姿勢不良やけが、使いすぎなどにより、筋肉内の毛細血管に血行不良が起こると、
その部分がしこり状に硬くなります。(=筋硬結:きんこうけつ)

筋硬結がさらなる使いすぎや冷えなどによる血行不良で悪化すると、
潜在性(せんざいせい)トリガーポイントになります。
潜在性トリガーポイントを圧迫すると、そこの痛みだけでなく、他の離れた所の痛み
(関連痛)や普段感じている症状を引き起こします。
例えば、肩こりの人が肩の筋肉を押した(押された)時に、首や背中の方まで響くポイントが
あれば、そこが潜在性トリガーポイントです。
この段階では、圧迫したり、筋肉を動かさなければ痛みは感じません。

潜在性トリガーポイントがさらに悪化して、活動性トリガーポイントになると、
筋肉が過緊張してしまい、運動制限や筋力低下がみられるようになります。
この状態では、圧迫しなくても関連痛があり、その痛みを症状として訴えるようにもなります。
例えば、肩の筋肉にある活動性トリガーポイントが原因で頭痛が起こることがありますが、
いわゆる「肩こりによる頭痛」や「肩をもむと楽になる頭痛」などがこれに当てはまります。
圧迫すると飛び上るほどの痛みを感じたり、しびれ感や感覚の鈍さを感じたりする場合もあります。

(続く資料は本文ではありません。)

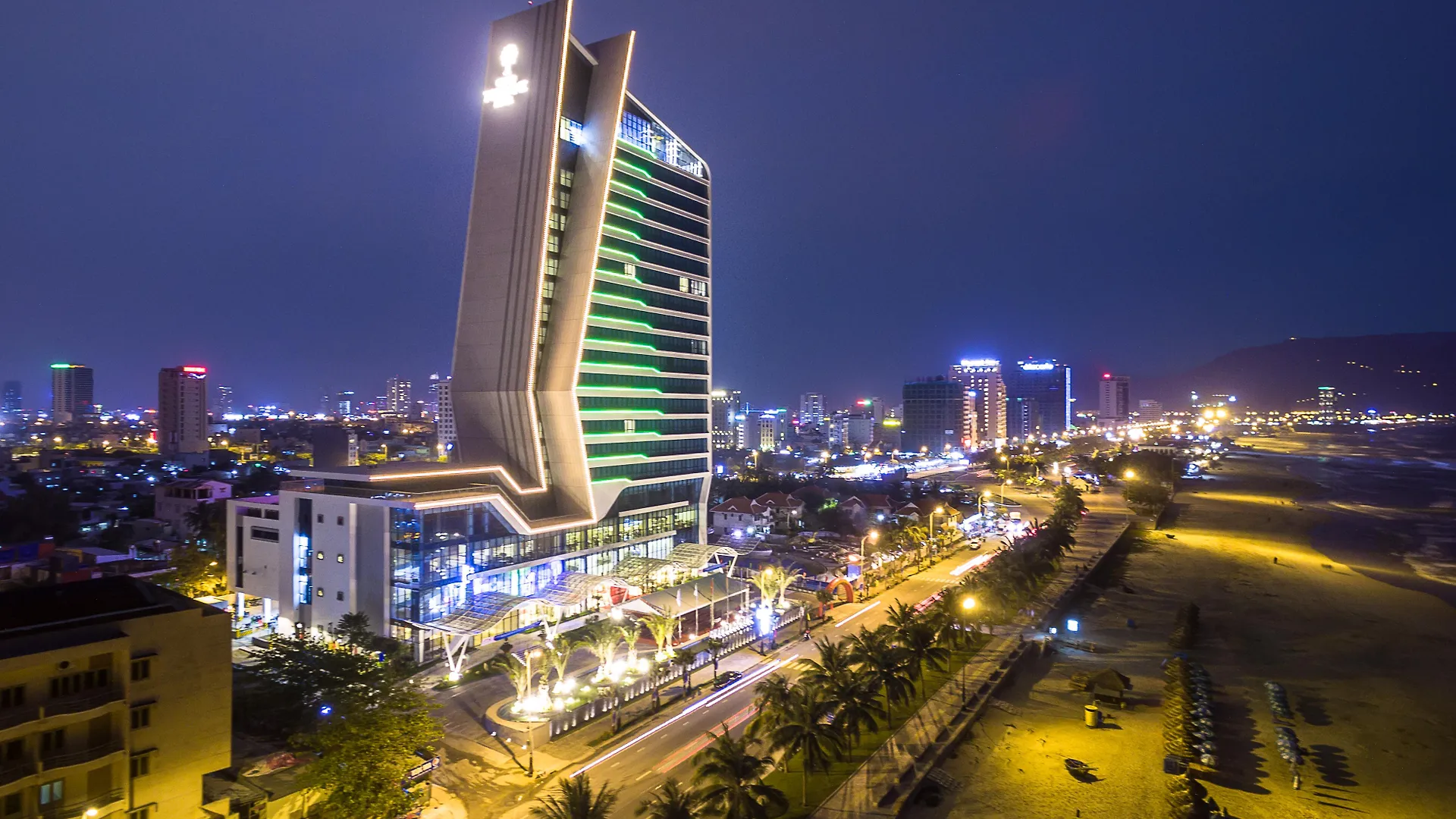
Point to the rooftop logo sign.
(507, 85)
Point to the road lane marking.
(856, 614)
(733, 689)
(704, 741)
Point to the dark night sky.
(280, 190)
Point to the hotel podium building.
(579, 388)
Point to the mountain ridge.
(1408, 372)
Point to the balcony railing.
(19, 716)
(85, 701)
(17, 770)
(79, 808)
(53, 761)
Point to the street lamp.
(870, 537)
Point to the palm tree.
(519, 673)
(881, 664)
(673, 800)
(785, 580)
(804, 729)
(858, 707)
(921, 648)
(770, 697)
(629, 635)
(715, 648)
(730, 774)
(661, 629)
(576, 799)
(835, 665)
(601, 639)
(766, 580)
(685, 659)
(558, 656)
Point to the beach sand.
(1365, 662)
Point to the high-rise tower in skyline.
(1038, 398)
(579, 384)
(1114, 400)
(11, 401)
(182, 411)
(397, 397)
(811, 410)
(984, 379)
(72, 392)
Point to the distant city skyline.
(1094, 184)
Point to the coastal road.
(644, 763)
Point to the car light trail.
(733, 689)
(856, 614)
(976, 561)
(688, 751)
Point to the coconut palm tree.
(661, 629)
(576, 799)
(835, 665)
(881, 664)
(715, 648)
(601, 640)
(785, 580)
(805, 730)
(858, 707)
(558, 656)
(673, 800)
(919, 643)
(516, 670)
(629, 635)
(730, 777)
(766, 580)
(770, 697)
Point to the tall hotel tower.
(580, 379)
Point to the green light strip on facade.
(620, 343)
(625, 187)
(604, 249)
(623, 164)
(635, 235)
(620, 297)
(637, 148)
(626, 366)
(632, 279)
(625, 209)
(619, 388)
(619, 321)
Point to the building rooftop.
(88, 602)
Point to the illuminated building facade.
(72, 392)
(937, 416)
(726, 419)
(1114, 400)
(182, 411)
(984, 379)
(579, 388)
(1038, 398)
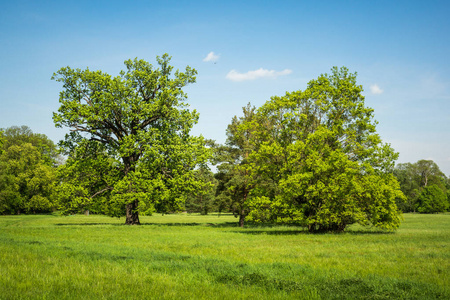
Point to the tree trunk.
(132, 214)
(241, 219)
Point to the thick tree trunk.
(241, 220)
(132, 214)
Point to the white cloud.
(252, 75)
(211, 57)
(375, 89)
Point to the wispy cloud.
(252, 75)
(211, 57)
(375, 89)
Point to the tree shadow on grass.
(306, 232)
(216, 225)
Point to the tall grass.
(198, 257)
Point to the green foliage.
(327, 166)
(414, 178)
(137, 125)
(27, 174)
(432, 199)
(202, 200)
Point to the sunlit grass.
(197, 257)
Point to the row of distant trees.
(29, 165)
(310, 158)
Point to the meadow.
(187, 256)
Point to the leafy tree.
(139, 124)
(432, 199)
(27, 174)
(234, 168)
(328, 166)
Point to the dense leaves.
(27, 171)
(134, 128)
(328, 166)
(416, 180)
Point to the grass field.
(209, 257)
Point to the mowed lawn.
(208, 257)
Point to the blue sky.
(400, 50)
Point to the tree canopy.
(416, 180)
(27, 171)
(328, 165)
(134, 131)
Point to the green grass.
(209, 257)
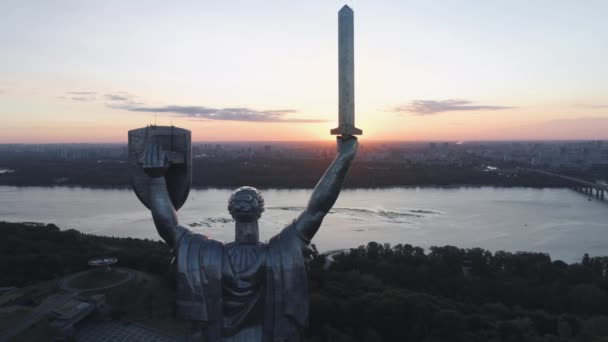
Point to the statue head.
(246, 205)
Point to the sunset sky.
(88, 71)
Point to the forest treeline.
(377, 292)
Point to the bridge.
(580, 185)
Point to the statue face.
(246, 204)
(247, 232)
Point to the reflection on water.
(557, 221)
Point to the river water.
(560, 222)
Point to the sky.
(89, 71)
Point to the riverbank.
(272, 174)
(376, 292)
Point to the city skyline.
(244, 71)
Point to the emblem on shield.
(176, 142)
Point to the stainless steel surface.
(244, 290)
(176, 142)
(346, 74)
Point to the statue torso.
(243, 286)
(243, 292)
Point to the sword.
(346, 74)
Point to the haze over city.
(73, 71)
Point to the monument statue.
(244, 290)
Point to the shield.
(177, 143)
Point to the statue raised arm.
(155, 165)
(327, 189)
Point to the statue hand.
(347, 146)
(155, 161)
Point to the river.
(560, 222)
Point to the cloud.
(584, 128)
(229, 114)
(125, 101)
(79, 96)
(430, 107)
(592, 106)
(81, 93)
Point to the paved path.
(64, 283)
(118, 331)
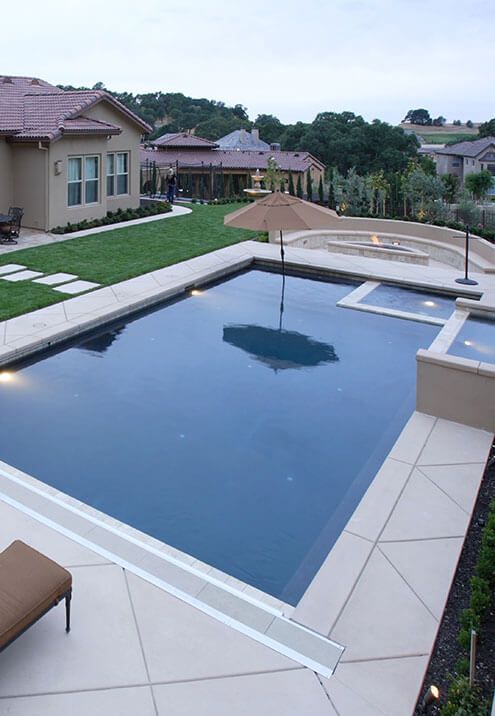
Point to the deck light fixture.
(465, 279)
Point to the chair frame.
(67, 596)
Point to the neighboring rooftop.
(32, 109)
(468, 149)
(232, 159)
(183, 140)
(242, 140)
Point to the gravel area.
(447, 651)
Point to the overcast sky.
(377, 58)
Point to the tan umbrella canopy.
(278, 212)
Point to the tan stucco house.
(66, 156)
(464, 158)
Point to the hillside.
(442, 135)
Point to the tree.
(478, 183)
(439, 121)
(418, 116)
(380, 189)
(309, 185)
(272, 174)
(292, 191)
(299, 192)
(487, 129)
(270, 128)
(421, 190)
(467, 211)
(240, 112)
(356, 193)
(331, 189)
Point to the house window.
(74, 182)
(83, 180)
(117, 173)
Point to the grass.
(113, 256)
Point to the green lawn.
(117, 255)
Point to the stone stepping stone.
(22, 275)
(55, 278)
(76, 287)
(9, 268)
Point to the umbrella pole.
(282, 303)
(282, 252)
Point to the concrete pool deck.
(138, 648)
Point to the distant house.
(244, 141)
(66, 156)
(465, 158)
(206, 170)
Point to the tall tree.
(418, 116)
(270, 128)
(321, 196)
(299, 191)
(309, 185)
(487, 129)
(331, 189)
(292, 191)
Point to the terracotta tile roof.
(31, 109)
(232, 159)
(243, 140)
(467, 149)
(183, 139)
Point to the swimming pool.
(238, 434)
(475, 340)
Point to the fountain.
(256, 192)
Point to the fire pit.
(375, 249)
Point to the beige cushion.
(29, 584)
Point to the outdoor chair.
(30, 585)
(10, 230)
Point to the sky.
(376, 58)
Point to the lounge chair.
(30, 585)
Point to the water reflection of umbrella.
(279, 348)
(283, 212)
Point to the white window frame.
(114, 176)
(82, 181)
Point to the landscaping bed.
(448, 654)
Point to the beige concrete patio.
(139, 647)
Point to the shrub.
(464, 700)
(158, 207)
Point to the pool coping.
(313, 615)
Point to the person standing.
(171, 184)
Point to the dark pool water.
(400, 299)
(475, 340)
(211, 426)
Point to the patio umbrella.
(279, 212)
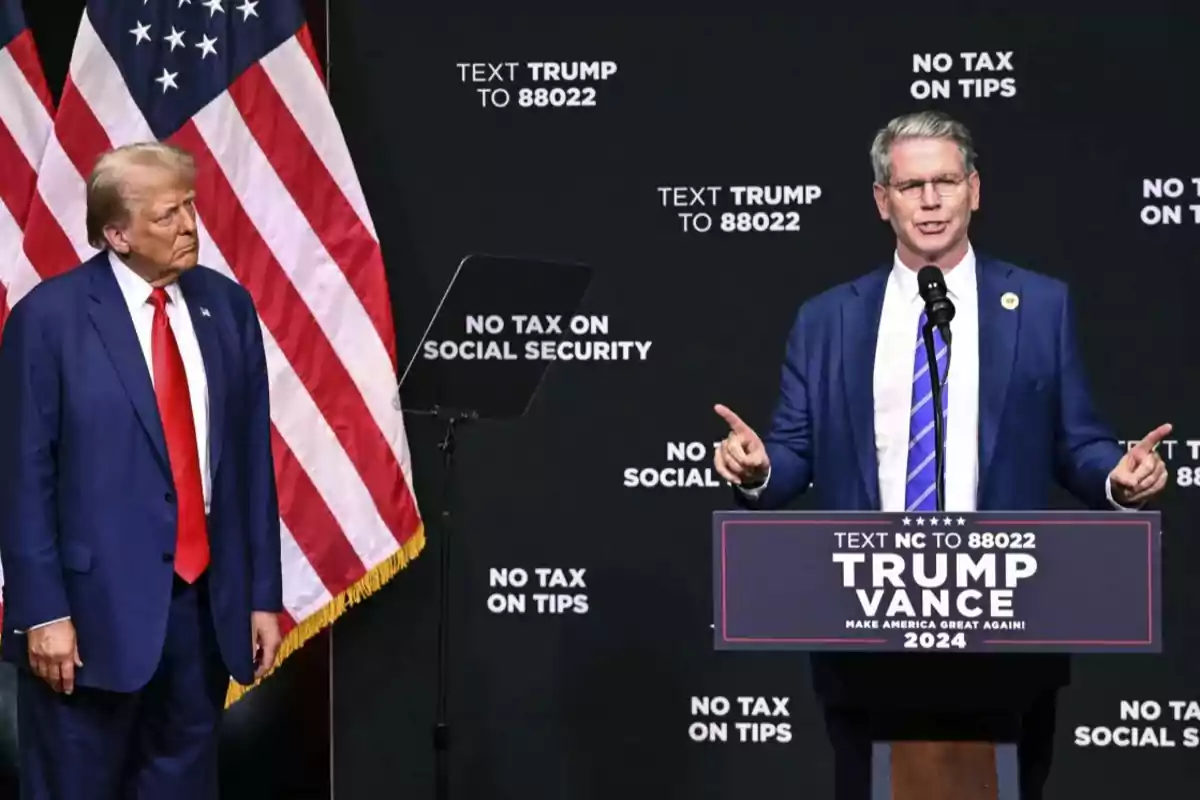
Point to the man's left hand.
(265, 644)
(1140, 474)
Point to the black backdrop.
(588, 704)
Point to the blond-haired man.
(138, 513)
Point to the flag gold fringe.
(319, 620)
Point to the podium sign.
(984, 582)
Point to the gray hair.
(919, 125)
(106, 199)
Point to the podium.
(997, 582)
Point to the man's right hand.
(54, 654)
(742, 458)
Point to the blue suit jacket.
(87, 504)
(1037, 427)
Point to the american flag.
(281, 211)
(27, 114)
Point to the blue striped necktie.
(921, 491)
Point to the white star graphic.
(207, 46)
(142, 31)
(175, 38)
(167, 79)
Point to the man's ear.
(117, 240)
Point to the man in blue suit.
(853, 425)
(138, 515)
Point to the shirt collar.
(960, 281)
(135, 288)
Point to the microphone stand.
(936, 384)
(451, 420)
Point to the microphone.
(939, 313)
(939, 307)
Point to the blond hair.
(106, 198)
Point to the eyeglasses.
(945, 186)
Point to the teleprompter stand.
(480, 359)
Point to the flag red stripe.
(312, 525)
(300, 338)
(24, 54)
(317, 194)
(46, 245)
(81, 134)
(19, 178)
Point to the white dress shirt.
(894, 365)
(137, 296)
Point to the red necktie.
(175, 409)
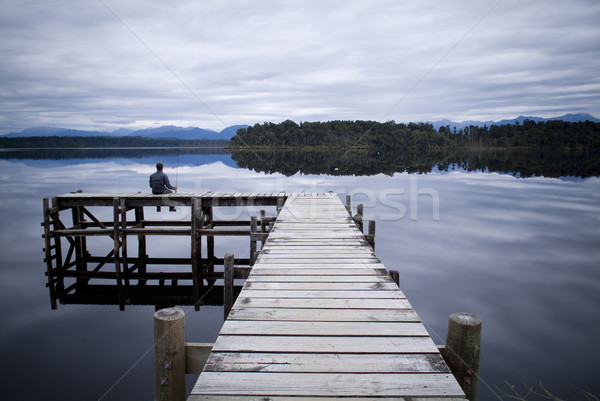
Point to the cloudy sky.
(106, 64)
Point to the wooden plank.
(328, 384)
(317, 303)
(323, 315)
(265, 270)
(326, 363)
(346, 265)
(322, 294)
(326, 328)
(320, 286)
(324, 261)
(196, 397)
(372, 278)
(360, 345)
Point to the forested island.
(46, 142)
(391, 135)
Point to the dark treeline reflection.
(547, 163)
(105, 153)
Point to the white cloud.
(104, 65)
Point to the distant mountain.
(231, 131)
(168, 131)
(52, 131)
(520, 119)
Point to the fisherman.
(159, 182)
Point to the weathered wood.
(330, 303)
(325, 315)
(213, 397)
(462, 351)
(48, 247)
(196, 356)
(117, 252)
(323, 328)
(375, 345)
(395, 275)
(256, 278)
(328, 384)
(253, 228)
(196, 250)
(321, 286)
(169, 354)
(326, 363)
(323, 294)
(228, 297)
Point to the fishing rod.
(178, 149)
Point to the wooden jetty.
(96, 246)
(320, 318)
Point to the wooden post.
(48, 253)
(117, 252)
(228, 285)
(463, 346)
(358, 217)
(196, 224)
(395, 276)
(263, 228)
(169, 354)
(142, 256)
(253, 226)
(56, 225)
(210, 240)
(372, 233)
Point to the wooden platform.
(320, 318)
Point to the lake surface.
(522, 253)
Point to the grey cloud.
(87, 65)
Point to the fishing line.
(178, 149)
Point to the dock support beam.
(169, 354)
(228, 297)
(395, 276)
(253, 229)
(462, 351)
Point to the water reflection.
(547, 163)
(521, 253)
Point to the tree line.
(392, 135)
(524, 163)
(105, 142)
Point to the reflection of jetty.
(122, 271)
(318, 317)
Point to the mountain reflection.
(547, 163)
(520, 163)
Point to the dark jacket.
(159, 182)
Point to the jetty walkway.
(319, 318)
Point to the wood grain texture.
(319, 317)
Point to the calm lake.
(521, 251)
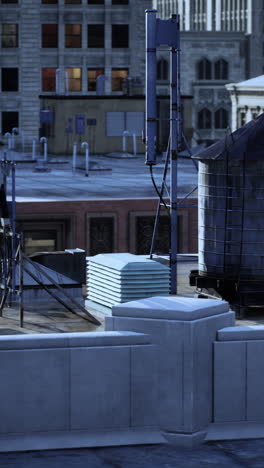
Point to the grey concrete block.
(230, 381)
(185, 440)
(255, 381)
(144, 386)
(171, 308)
(38, 341)
(185, 354)
(59, 340)
(110, 338)
(241, 333)
(34, 390)
(74, 439)
(100, 388)
(235, 431)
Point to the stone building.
(247, 99)
(221, 42)
(61, 46)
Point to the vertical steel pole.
(179, 109)
(21, 282)
(74, 157)
(151, 78)
(13, 230)
(173, 162)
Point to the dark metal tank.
(231, 217)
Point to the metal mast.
(165, 32)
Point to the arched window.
(204, 70)
(204, 119)
(221, 70)
(221, 118)
(162, 70)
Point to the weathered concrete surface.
(231, 454)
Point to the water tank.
(231, 213)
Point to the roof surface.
(228, 454)
(109, 178)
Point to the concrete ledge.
(185, 440)
(235, 431)
(72, 340)
(79, 439)
(254, 332)
(171, 308)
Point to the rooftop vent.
(116, 278)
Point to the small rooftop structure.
(123, 277)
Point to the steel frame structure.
(164, 32)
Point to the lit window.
(9, 79)
(118, 77)
(162, 69)
(10, 120)
(9, 35)
(221, 118)
(92, 75)
(48, 79)
(204, 70)
(73, 35)
(49, 35)
(75, 79)
(204, 119)
(120, 35)
(221, 70)
(119, 2)
(96, 35)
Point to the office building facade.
(62, 46)
(221, 42)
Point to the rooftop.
(109, 178)
(223, 454)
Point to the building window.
(204, 119)
(204, 70)
(95, 35)
(163, 70)
(92, 75)
(221, 70)
(221, 118)
(73, 36)
(49, 35)
(75, 79)
(9, 120)
(118, 122)
(118, 77)
(101, 235)
(9, 35)
(120, 35)
(40, 241)
(48, 79)
(9, 79)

このように痛みの引き金(トリガー)になるので『トリガーポイント』と呼ばれますが、
トリガーポイントの関連痛には特定のパターンがあるので、症状から関連する筋肉を特定できます。
そしてその筋肉にトリガーポイントが見つかれば、症状の原因はトリガーポイントであり、
それを治療することが根本的な治療になると考えられます。
当院では、トリガーポイントの治療をキネシオテーピングで行なっています。